Right-to-Work: Seventh Circuit Splits 5-5 on Rehearing Sweeney v. Pence
The seventh circuit yesterday denied appellants’ petition for rehearing en banc in Sweeney v. Pence, a case involving the legality of Indiana’s right-to-work law. But the vote on the petition was 5-5: Judges Posner, Rovner, Wood, Williams, and Hamilton dissented from the denial “for the reasons stated in Chief Judge Wood’s dissent to the panel opinion.” Despite the outcome here, the vote is an indication that there is now substantial support for the proposition that right-to-work laws like Indiana’s are preempted by federal labor law. Judge Wood’s dissent can be found here. Catherine Fisk and I filed an amicus brief urging rehearing in Sweeney, and we summarized the preemption argument as follows:
In a forthcoming article, we conclude that right-to-work laws like Indiana’s are preempted by federal law to the extent they prohibit collective bargaining agreements that require nonmembers to pay less than union dues and fees. See Catherine Fisk & Benjamin Sachs, Restoring Equity in Right to Work Laws, 4 U.C. Irvine L. Rev. 859, 862-68 (2014). The National Labor Relations Act broadly preempts state laws regulating union-management relations and provides the exclusive source of law governing the interpretation and validity of collective bargaining agreements. See Teamsters Local 174 v. Lucas Flour, 369 U.S. 95 (1962); San Diego Bldg.
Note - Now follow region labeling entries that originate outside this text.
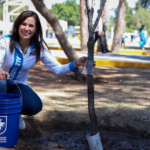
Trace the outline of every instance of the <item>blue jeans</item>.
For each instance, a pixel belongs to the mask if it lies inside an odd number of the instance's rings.
[[[29,85],[18,84],[23,100],[21,114],[35,115],[42,110],[42,101]],[[15,84],[10,84],[6,80],[0,80],[0,93],[21,95]]]

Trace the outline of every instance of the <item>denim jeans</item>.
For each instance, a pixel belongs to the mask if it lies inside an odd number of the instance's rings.
[[[19,91],[19,89],[21,91]],[[22,95],[23,107],[21,114],[35,115],[42,110],[42,101],[29,85],[10,84],[6,80],[0,80],[0,93]]]

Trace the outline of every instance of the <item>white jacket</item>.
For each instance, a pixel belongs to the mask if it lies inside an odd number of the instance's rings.
[[[27,84],[28,72],[36,63],[36,49],[33,44],[28,48],[27,53],[22,53],[19,43],[16,45],[14,53],[9,50],[11,35],[5,35],[0,39],[0,68],[9,72],[10,79],[17,84]],[[74,62],[61,65],[44,46],[44,51],[41,52],[40,60],[52,72],[56,74],[66,74],[70,71],[78,72],[74,68]]]

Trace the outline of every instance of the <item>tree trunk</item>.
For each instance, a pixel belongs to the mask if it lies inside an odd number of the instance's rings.
[[[124,22],[125,22],[124,21],[125,11],[126,11],[126,3],[124,0],[120,0],[118,12],[117,12],[117,20],[116,20],[113,44],[112,44],[112,49],[111,49],[112,53],[114,54],[120,53],[122,32],[124,29]]]
[[[81,35],[81,50],[87,51],[88,16],[85,0],[80,0],[80,35]]]
[[[88,10],[88,31],[89,31],[89,39],[88,39],[88,44],[87,44],[88,45],[88,59],[90,59],[91,61],[94,60],[94,30],[99,22],[105,3],[106,3],[106,0],[102,0],[101,8],[98,13],[97,19],[94,25],[92,26],[93,14],[89,6],[89,1],[88,0],[86,1],[86,6]],[[90,72],[93,72],[93,66],[90,65],[88,67],[89,68],[87,69]],[[92,74],[87,75],[87,86],[88,86],[88,109],[89,109],[89,116],[90,116],[91,136],[93,136],[98,133],[98,123],[97,123],[97,116],[96,116],[95,107],[94,107],[94,81],[93,81]]]
[[[68,42],[62,27],[56,17],[45,7],[43,0],[32,0],[35,8],[41,13],[41,15],[47,20],[47,22],[52,26],[56,38],[58,39],[62,49],[67,55],[70,62],[78,59],[78,55],[72,48],[71,44]]]

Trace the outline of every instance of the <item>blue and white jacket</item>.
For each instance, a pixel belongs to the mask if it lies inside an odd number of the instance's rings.
[[[33,44],[28,48],[27,53],[22,53],[19,43],[16,45],[14,53],[9,50],[11,35],[5,35],[0,39],[0,68],[10,74],[10,79],[17,84],[27,84],[28,72],[36,63],[36,49]],[[52,72],[56,74],[66,74],[70,71],[78,72],[74,68],[74,62],[61,65],[44,46],[40,60]]]

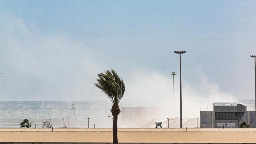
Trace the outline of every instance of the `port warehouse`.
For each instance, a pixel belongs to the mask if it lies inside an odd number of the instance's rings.
[[[256,143],[256,128],[118,129],[118,142],[131,143]],[[112,143],[111,129],[2,129],[0,143]]]
[[[238,103],[214,103],[213,111],[200,111],[200,126],[202,128],[238,127],[245,122],[255,128],[255,111],[247,111],[246,106]]]

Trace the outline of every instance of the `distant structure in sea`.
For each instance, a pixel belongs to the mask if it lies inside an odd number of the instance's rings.
[[[69,118],[71,118],[71,116],[74,115],[76,119],[76,108],[75,107],[75,104],[74,103],[72,103],[72,107],[71,110],[70,111],[70,114],[69,115]]]

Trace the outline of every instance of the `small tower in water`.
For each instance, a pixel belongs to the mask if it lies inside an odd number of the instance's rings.
[[[72,103],[72,107],[71,107],[71,110],[70,111],[70,114],[69,115],[69,118],[70,118],[71,116],[73,115],[75,117],[75,119],[76,119],[76,108],[75,107],[75,104],[74,103]]]

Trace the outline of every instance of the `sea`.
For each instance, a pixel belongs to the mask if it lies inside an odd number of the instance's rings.
[[[248,110],[255,110],[255,102],[241,100],[239,102],[247,105]],[[74,112],[72,109],[73,103]],[[120,107],[154,106],[150,103],[130,102],[124,102],[120,105]],[[32,122],[33,128],[42,128],[42,121],[49,119],[54,128],[61,128],[63,124],[70,128],[110,128],[113,121],[108,116],[111,116],[111,102],[106,100],[0,101],[0,128],[19,128],[19,124],[25,119]],[[119,127],[129,127],[129,124],[122,125],[121,117],[118,117]],[[152,123],[150,126],[153,128],[155,124]]]

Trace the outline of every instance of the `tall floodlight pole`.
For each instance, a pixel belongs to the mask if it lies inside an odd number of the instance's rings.
[[[173,76],[173,100],[174,100],[174,75],[176,75],[177,74],[175,74],[175,72],[172,72],[171,74],[171,74]]]
[[[255,105],[256,105],[256,56],[252,55],[250,56],[254,58],[254,74],[255,78]],[[255,109],[255,114],[256,115],[256,109]],[[255,124],[256,126],[256,116],[255,117]]]
[[[175,51],[176,54],[179,54],[179,90],[180,97],[180,128],[182,128],[182,98],[181,94],[181,54],[185,54],[186,51]]]

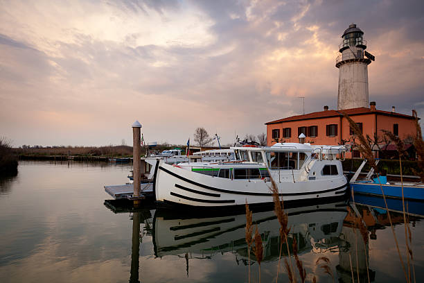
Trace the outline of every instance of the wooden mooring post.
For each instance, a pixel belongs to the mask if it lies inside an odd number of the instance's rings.
[[[141,173],[140,167],[141,162],[140,160],[140,153],[141,152],[141,124],[136,121],[132,126],[132,159],[134,171],[134,194],[133,196],[134,205],[138,205],[139,200],[136,199],[140,196],[141,187]]]

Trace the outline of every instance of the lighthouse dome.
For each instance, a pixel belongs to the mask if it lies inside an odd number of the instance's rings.
[[[345,31],[344,33],[343,33],[343,35],[342,35],[342,37],[344,37],[344,36],[348,33],[359,33],[361,35],[364,34],[364,32],[362,31],[361,31],[361,29],[358,27],[356,26],[356,24],[352,24],[351,25],[349,25],[349,27],[347,28]]]

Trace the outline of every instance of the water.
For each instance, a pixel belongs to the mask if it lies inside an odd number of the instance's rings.
[[[248,256],[243,214],[147,209],[115,213],[107,208],[104,200],[111,198],[103,186],[126,182],[130,169],[104,163],[21,162],[17,176],[0,180],[0,282],[247,282],[249,269],[251,282],[258,282],[255,255]],[[334,282],[351,282],[352,271],[360,282],[369,276],[370,282],[405,282],[387,213],[356,207],[369,226],[367,244],[346,203],[288,209],[288,250],[292,259],[295,239],[307,282],[314,276],[319,282],[333,282],[320,267],[324,261],[316,264],[322,257],[329,260]],[[405,262],[403,216],[391,216]],[[278,221],[273,212],[253,218],[264,247],[261,282],[275,282]],[[420,218],[410,219],[413,265],[416,282],[422,282],[424,229]],[[288,282],[285,243],[282,253],[279,282]]]

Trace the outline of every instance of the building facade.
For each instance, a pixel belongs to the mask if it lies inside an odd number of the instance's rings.
[[[306,136],[305,142],[312,144],[337,145],[352,144],[356,138],[349,122],[343,113],[348,115],[362,130],[362,135],[373,139],[378,137],[378,144],[384,144],[382,130],[389,131],[401,139],[415,137],[415,118],[412,115],[378,110],[376,103],[370,108],[357,108],[343,110],[329,110],[292,116],[265,123],[267,145],[276,142],[298,142],[298,137]],[[357,143],[357,140],[356,140]]]
[[[378,147],[384,144],[383,130],[401,139],[415,137],[415,118],[412,115],[396,113],[394,107],[391,112],[378,110],[375,102],[369,103],[369,108],[367,68],[375,58],[365,51],[366,42],[363,34],[352,24],[342,35],[340,54],[335,65],[339,69],[337,110],[329,110],[328,106],[324,106],[324,111],[265,123],[268,146],[277,141],[299,142],[298,137],[302,133],[306,136],[305,142],[313,144],[353,144],[356,136],[344,114],[357,123],[362,135],[369,135]]]

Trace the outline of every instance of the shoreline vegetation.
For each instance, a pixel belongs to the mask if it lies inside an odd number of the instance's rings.
[[[17,157],[14,154],[10,142],[6,138],[0,138],[0,176],[17,175]]]
[[[153,151],[162,151],[182,148],[182,145],[158,144]],[[152,151],[151,149],[150,152]],[[107,160],[111,157],[132,157],[132,146],[28,146],[12,148],[13,153],[23,160],[53,160],[67,159],[72,157],[78,160]],[[145,155],[146,148],[141,147],[141,157]]]

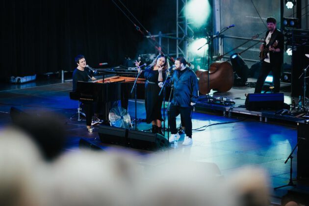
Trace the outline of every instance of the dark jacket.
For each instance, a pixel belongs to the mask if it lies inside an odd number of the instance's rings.
[[[89,72],[89,70],[86,68],[84,71],[80,71],[77,68],[76,68],[73,72],[73,91],[76,92],[77,81],[89,81],[89,80],[91,80],[90,78],[93,77],[93,75]]]
[[[265,38],[267,37],[269,31],[267,31],[266,33]],[[276,48],[280,49],[280,52],[269,52],[269,57],[270,58],[270,63],[281,65],[283,62],[283,53],[284,47],[284,40],[283,34],[280,30],[276,29],[271,35],[270,40],[268,45],[271,46],[275,43],[276,40],[278,41],[278,45]],[[265,45],[265,43],[264,43]],[[264,45],[265,46],[265,45]]]
[[[187,67],[186,71],[178,78],[179,71],[175,70],[172,77],[174,85],[174,96],[172,104],[183,107],[190,106],[190,103],[195,103],[199,96],[199,84],[194,72]]]

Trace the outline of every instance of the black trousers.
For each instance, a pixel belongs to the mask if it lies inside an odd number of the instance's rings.
[[[277,93],[280,91],[280,76],[281,71],[281,64],[272,64],[263,61],[262,62],[261,70],[259,72],[258,77],[256,84],[255,93],[260,93],[262,91],[263,85],[266,77],[270,71],[273,72],[274,77],[274,92]]]
[[[191,118],[191,112],[192,107],[181,107],[179,106],[171,105],[170,107],[169,116],[169,123],[172,134],[177,133],[176,127],[176,117],[180,114],[181,120],[185,125],[185,134],[186,136],[191,137],[192,136],[192,121]]]
[[[92,116],[94,113],[94,103],[83,103],[81,105],[81,108],[85,111],[85,114],[86,115],[86,125],[87,126],[91,126]]]

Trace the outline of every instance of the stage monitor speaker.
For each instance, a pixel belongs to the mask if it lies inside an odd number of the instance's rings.
[[[309,178],[309,124],[297,123],[297,179]]]
[[[248,94],[245,104],[248,110],[282,109],[284,105],[283,93]]]
[[[168,148],[169,142],[157,133],[130,130],[128,134],[129,146],[133,148],[156,151]]]
[[[128,146],[128,129],[102,125],[99,128],[99,135],[102,143]]]
[[[79,140],[79,146],[80,149],[86,149],[95,151],[103,150],[102,148],[94,143],[92,142],[91,141],[83,138],[80,138]]]

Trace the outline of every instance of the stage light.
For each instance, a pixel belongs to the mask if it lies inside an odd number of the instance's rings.
[[[284,26],[299,28],[299,19],[297,18],[283,17],[283,24]]]
[[[293,8],[294,5],[296,4],[295,0],[285,0],[285,6],[288,9],[291,9]]]
[[[265,82],[266,83],[273,83],[274,80],[274,77],[271,75],[268,75],[266,77],[266,78],[265,79]]]
[[[210,4],[207,0],[191,0],[185,6],[185,15],[197,27],[205,25],[211,13]]]
[[[208,45],[206,45],[200,50],[198,49],[206,43],[207,40],[205,38],[196,39],[189,43],[188,51],[196,57],[203,57],[204,54],[207,53]]]
[[[244,60],[237,53],[230,56],[233,71],[234,71],[234,84],[237,86],[245,86],[248,80],[249,68]]]
[[[289,56],[291,56],[292,55],[292,48],[288,48],[287,50],[286,50],[286,53]]]

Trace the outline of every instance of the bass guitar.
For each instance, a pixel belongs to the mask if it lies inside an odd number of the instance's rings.
[[[278,45],[278,40],[276,40],[274,44],[271,45],[271,47],[276,48]],[[264,61],[264,59],[267,56],[267,53],[269,52],[269,47],[270,46],[268,44],[266,46],[264,47],[263,51],[259,52],[259,60],[260,61]]]

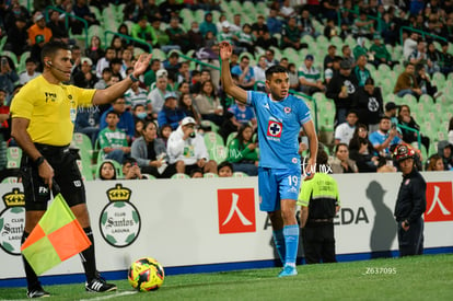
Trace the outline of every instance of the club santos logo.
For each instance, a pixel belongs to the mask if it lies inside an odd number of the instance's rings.
[[[220,234],[256,231],[253,188],[218,189],[217,202]]]
[[[107,204],[101,212],[100,229],[104,240],[116,247],[132,244],[140,233],[140,215],[129,201],[132,192],[116,184],[107,190]]]
[[[0,247],[11,255],[21,255],[21,240],[25,227],[25,196],[13,188],[2,196],[7,207],[0,213]]]

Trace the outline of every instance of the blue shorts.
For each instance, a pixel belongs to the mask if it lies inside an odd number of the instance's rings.
[[[299,169],[276,170],[258,167],[259,210],[272,212],[280,209],[282,199],[298,199],[301,187]]]

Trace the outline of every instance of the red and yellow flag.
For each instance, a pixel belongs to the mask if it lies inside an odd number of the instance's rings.
[[[50,204],[43,218],[21,246],[36,275],[57,266],[91,245],[61,194]]]

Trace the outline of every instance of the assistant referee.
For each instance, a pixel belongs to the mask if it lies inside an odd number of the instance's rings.
[[[316,173],[304,181],[299,194],[301,228],[306,264],[336,263],[334,217],[340,208],[335,178],[320,172],[328,155],[320,148],[316,155]]]
[[[108,104],[121,96],[146,71],[150,59],[151,55],[141,55],[128,78],[105,90],[80,89],[65,84],[70,80],[72,68],[68,45],[50,42],[42,49],[43,74],[24,85],[11,103],[11,135],[24,152],[21,176],[26,213],[22,242],[47,210],[55,180],[92,243],[80,254],[88,291],[112,291],[116,290],[116,286],[107,283],[96,271],[85,188],[76,157],[68,149],[72,140],[77,109],[78,106]],[[27,297],[48,297],[49,293],[42,288],[30,264],[24,257],[23,259]]]

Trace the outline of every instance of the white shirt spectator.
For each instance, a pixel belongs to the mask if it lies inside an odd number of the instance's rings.
[[[352,139],[356,126],[350,126],[348,123],[342,123],[335,129],[335,142],[346,143],[349,146],[349,141]]]

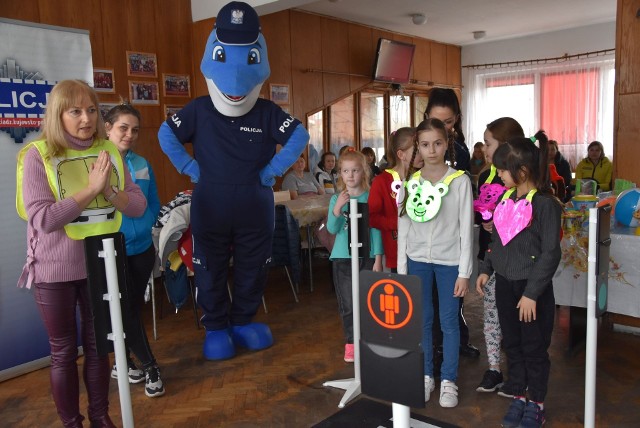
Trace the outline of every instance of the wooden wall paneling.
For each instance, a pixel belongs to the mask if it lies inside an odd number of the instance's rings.
[[[430,82],[431,78],[431,45],[429,40],[415,40],[416,51],[413,55],[413,78],[419,82]]]
[[[2,17],[19,21],[40,22],[40,5],[38,0],[3,1]]]
[[[345,73],[323,73],[323,104],[332,104],[350,92],[349,86],[349,24],[336,19],[322,19],[322,70]]]
[[[618,128],[614,142],[614,178],[631,180],[640,185],[640,93],[618,96]]]
[[[413,78],[419,82],[430,82],[431,79],[431,42],[414,39],[416,51],[413,54]]]
[[[261,93],[265,98],[269,98],[269,84],[282,83],[289,85],[291,89],[291,29],[289,28],[289,11],[260,17],[262,34],[267,42],[267,53],[269,54],[269,67],[271,75],[264,83]],[[295,105],[293,92],[289,91],[289,108],[293,111]]]
[[[90,31],[100,22],[100,14],[102,13],[100,2],[86,0],[63,2],[40,0],[39,8],[40,22],[43,24]],[[78,13],[78,11],[82,11],[82,13]]]
[[[321,32],[317,15],[291,11],[291,91],[295,94],[294,116],[306,123],[307,113],[323,106],[322,74],[308,69],[322,69],[322,47],[310,37]]]
[[[620,0],[618,2],[618,22],[616,58],[619,69],[616,79],[620,82],[621,94],[640,92],[640,0]]]
[[[202,55],[204,54],[204,48],[207,45],[207,39],[209,34],[213,31],[213,26],[216,20],[214,18],[205,19],[202,21],[194,22],[191,26],[191,57],[193,58],[193,96],[201,97],[208,95],[207,82],[200,72],[200,63],[202,62]]]
[[[111,7],[109,2],[105,2],[105,7]],[[119,31],[123,31],[123,26],[126,26],[124,31],[127,34],[127,50],[158,53],[158,28],[154,13],[156,7],[155,0],[125,0],[124,9],[116,11],[122,21]]]
[[[434,83],[447,82],[447,47],[441,43],[431,43],[431,80]]]
[[[164,73],[189,74],[193,80],[190,0],[159,0],[155,20],[159,68]],[[162,80],[162,75],[158,78]]]
[[[152,80],[156,80],[159,84],[160,105],[145,106],[149,113],[148,116],[145,116],[147,118],[145,123],[150,126],[148,132],[145,130],[147,136],[150,137],[146,153],[147,159],[156,173],[160,200],[162,203],[166,203],[175,196],[176,188],[184,190],[193,187],[187,176],[178,173],[170,162],[165,162],[165,159],[168,161],[168,158],[160,148],[157,138],[158,129],[163,122],[164,105],[185,105],[191,101],[191,98],[188,97],[164,97],[162,95],[162,74],[188,74],[192,85],[191,95],[194,96],[191,3],[189,0],[148,1],[158,3],[153,8],[145,10],[155,11],[155,47],[151,52],[155,52],[158,57],[158,78]]]
[[[373,80],[376,47],[371,42],[371,28],[355,24],[349,25],[349,73],[367,76],[351,76],[349,78],[351,92],[357,91]]]
[[[462,84],[462,64],[460,59],[460,46],[446,45],[447,48],[447,77],[445,82],[449,85]]]

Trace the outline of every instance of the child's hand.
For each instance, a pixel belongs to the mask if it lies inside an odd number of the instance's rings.
[[[340,217],[342,213],[342,207],[344,207],[347,202],[349,202],[349,192],[347,192],[347,189],[345,189],[340,192],[340,194],[338,195],[338,199],[336,199],[336,204],[333,206],[333,215],[336,217]]]
[[[522,296],[516,308],[520,309],[520,321],[531,322],[536,319],[536,301]]]
[[[453,288],[453,297],[464,297],[467,291],[469,291],[469,278],[458,277]]]
[[[482,222],[482,228],[487,232],[491,233],[493,231],[493,219],[487,222]]]
[[[487,285],[489,281],[489,275],[486,273],[481,273],[478,275],[478,279],[476,279],[476,291],[479,295],[484,296],[484,286]]]

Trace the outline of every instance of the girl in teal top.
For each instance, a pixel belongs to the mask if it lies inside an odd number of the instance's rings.
[[[342,317],[345,345],[344,360],[353,362],[353,298],[351,293],[351,255],[349,254],[349,236],[347,217],[349,200],[358,202],[369,199],[369,165],[362,153],[354,149],[347,150],[338,158],[337,192],[331,197],[327,230],[336,235],[331,251],[333,283],[338,297],[338,309]],[[360,270],[367,269],[382,272],[382,237],[380,231],[369,229],[369,258],[360,260]]]

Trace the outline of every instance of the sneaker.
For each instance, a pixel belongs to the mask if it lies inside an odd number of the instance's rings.
[[[497,370],[487,370],[482,376],[482,382],[476,388],[478,392],[493,392],[502,386],[502,373]]]
[[[466,345],[460,345],[460,355],[468,358],[478,358],[480,356],[480,350],[470,343]]]
[[[440,406],[456,407],[458,405],[458,387],[450,380],[440,383]]]
[[[424,402],[428,402],[429,398],[431,398],[431,393],[436,389],[436,383],[432,377],[425,376],[424,377]]]
[[[514,391],[509,381],[506,381],[498,388],[498,395],[500,397],[513,398],[516,395],[516,391]]]
[[[514,398],[511,400],[511,405],[507,414],[502,418],[503,428],[518,428],[520,421],[522,421],[522,415],[524,415],[524,408],[527,405],[523,400]]]
[[[129,383],[140,383],[144,380],[144,372],[136,367],[136,363],[132,360],[127,361],[127,365],[129,367]],[[118,370],[116,369],[116,365],[113,365],[111,369],[111,377],[114,379],[118,379]]]
[[[544,423],[544,409],[541,409],[535,401],[529,401],[524,408],[520,428],[540,428]]]
[[[164,385],[162,379],[160,379],[160,369],[158,366],[149,367],[144,371],[144,375],[144,393],[147,397],[160,397],[164,395]]]
[[[353,363],[353,343],[347,343],[344,345],[344,361],[346,363]]]

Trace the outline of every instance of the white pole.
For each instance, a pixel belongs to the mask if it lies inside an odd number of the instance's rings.
[[[155,286],[155,278],[153,277],[153,271],[151,271],[151,278],[149,278],[149,286],[151,287],[151,315],[153,317],[153,339],[158,340],[158,326],[156,323],[156,286]]]
[[[122,328],[122,310],[120,308],[120,290],[118,288],[118,270],[116,268],[116,251],[113,238],[103,239],[104,251],[100,254],[104,257],[104,266],[107,274],[108,294],[103,300],[109,301],[109,313],[111,315],[111,331],[109,340],[113,340],[116,354],[116,368],[118,370],[118,391],[120,393],[120,410],[122,412],[122,424],[124,428],[133,428],[133,411],[131,409],[131,391],[129,390],[129,374],[127,366],[127,354],[124,346],[124,330]]]
[[[393,411],[393,428],[410,428],[411,413],[408,406],[398,403],[391,403]]]
[[[360,247],[358,241],[358,200],[349,200],[349,219],[351,220],[351,301],[353,302],[353,366],[356,382],[360,383]],[[367,239],[367,237],[363,237]],[[368,255],[365,255],[368,257]],[[359,393],[359,392],[358,392]]]
[[[598,348],[598,319],[596,318],[596,252],[598,248],[598,209],[589,209],[589,256],[587,275],[587,349],[584,387],[584,426],[595,426],[596,414],[596,355]]]

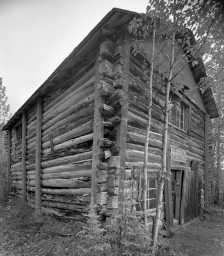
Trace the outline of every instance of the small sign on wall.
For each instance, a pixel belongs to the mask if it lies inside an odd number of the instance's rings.
[[[171,148],[171,159],[175,162],[186,163],[187,161],[187,154],[182,149]]]
[[[196,160],[192,160],[191,163],[191,171],[198,172],[198,162]]]

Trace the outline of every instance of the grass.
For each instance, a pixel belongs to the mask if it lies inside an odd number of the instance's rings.
[[[6,207],[0,209],[0,255],[80,255],[76,235],[83,225],[37,214],[20,200],[11,198]],[[156,256],[180,256],[178,247],[162,237],[159,241]],[[91,252],[86,255],[92,255]]]
[[[76,235],[80,229],[80,223],[36,214],[13,200],[0,210],[0,255],[75,255]]]

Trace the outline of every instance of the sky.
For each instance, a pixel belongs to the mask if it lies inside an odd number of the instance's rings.
[[[111,10],[148,0],[0,0],[0,77],[13,114]]]

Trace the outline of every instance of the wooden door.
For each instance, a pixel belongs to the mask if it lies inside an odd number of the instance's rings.
[[[171,189],[173,202],[173,218],[179,220],[180,215],[181,206],[181,193],[182,193],[182,171],[171,171]]]
[[[200,214],[201,181],[197,172],[185,171],[183,178],[180,224],[189,222]]]

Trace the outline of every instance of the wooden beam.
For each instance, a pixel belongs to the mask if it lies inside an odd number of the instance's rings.
[[[129,63],[130,63],[130,48],[132,43],[132,38],[127,32],[122,34],[124,35],[124,59],[125,64],[124,65],[123,78],[124,79],[124,86],[122,90],[125,95],[129,90],[129,79],[125,79],[129,76]],[[119,152],[120,158],[120,172],[119,191],[124,190],[124,181],[125,175],[125,161],[126,161],[126,143],[127,143],[127,114],[128,114],[129,102],[127,97],[123,99],[123,105],[118,111],[118,115],[120,115],[122,119],[120,123],[118,123],[116,132],[116,145],[120,147],[122,150]],[[118,201],[124,201],[124,196],[123,193],[119,193]]]
[[[26,201],[26,113],[24,112],[22,123],[22,199],[24,202]]]
[[[6,191],[7,195],[10,192],[10,164],[11,164],[11,136],[12,130],[9,128],[8,130],[8,164],[7,164],[7,180],[6,180]]]
[[[209,115],[205,116],[205,208],[209,207]]]
[[[171,158],[170,158],[170,135],[167,136],[167,150],[166,150],[166,172],[168,177],[171,175]],[[166,220],[168,227],[172,229],[173,227],[173,214],[172,206],[172,196],[171,191],[170,179],[164,180],[164,194],[166,206]]]
[[[97,164],[101,161],[100,154],[102,152],[102,148],[99,145],[99,140],[104,138],[104,121],[103,115],[99,111],[99,107],[105,103],[105,98],[100,95],[98,89],[98,84],[100,82],[99,72],[99,51],[100,43],[98,44],[96,63],[95,63],[95,97],[94,97],[94,119],[93,119],[93,156],[92,156],[92,191],[91,191],[91,204],[95,205],[97,204]],[[103,192],[107,193],[106,192]],[[97,198],[99,203],[99,199]]]
[[[38,98],[36,104],[36,173],[35,173],[35,209],[40,209],[40,173],[41,173],[41,129],[42,124],[42,99]]]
Trades Council v. Garmon, 359 U.S. 236 (1959). With the limited exception to preemption of section 14(b), 29 U.S.C. § 164(b), the validity of fair share fee provisions of collective bargaining agreements is governed exclusively by federal law. Section 14(b) saves from preemption only state laws invalidating agreements requiring nonmembers to pay the same as is required of members. To the extent that Indiana Code § 22-6-6-8 invalidates collective agreements requiring nonmembers to pay less than is required of members, it is not within the section 14(b) savings provision. Accordingly, this Court should grant the petition for rehearing en banc and hold that federal labor law preempts the Indiana right-to-work law.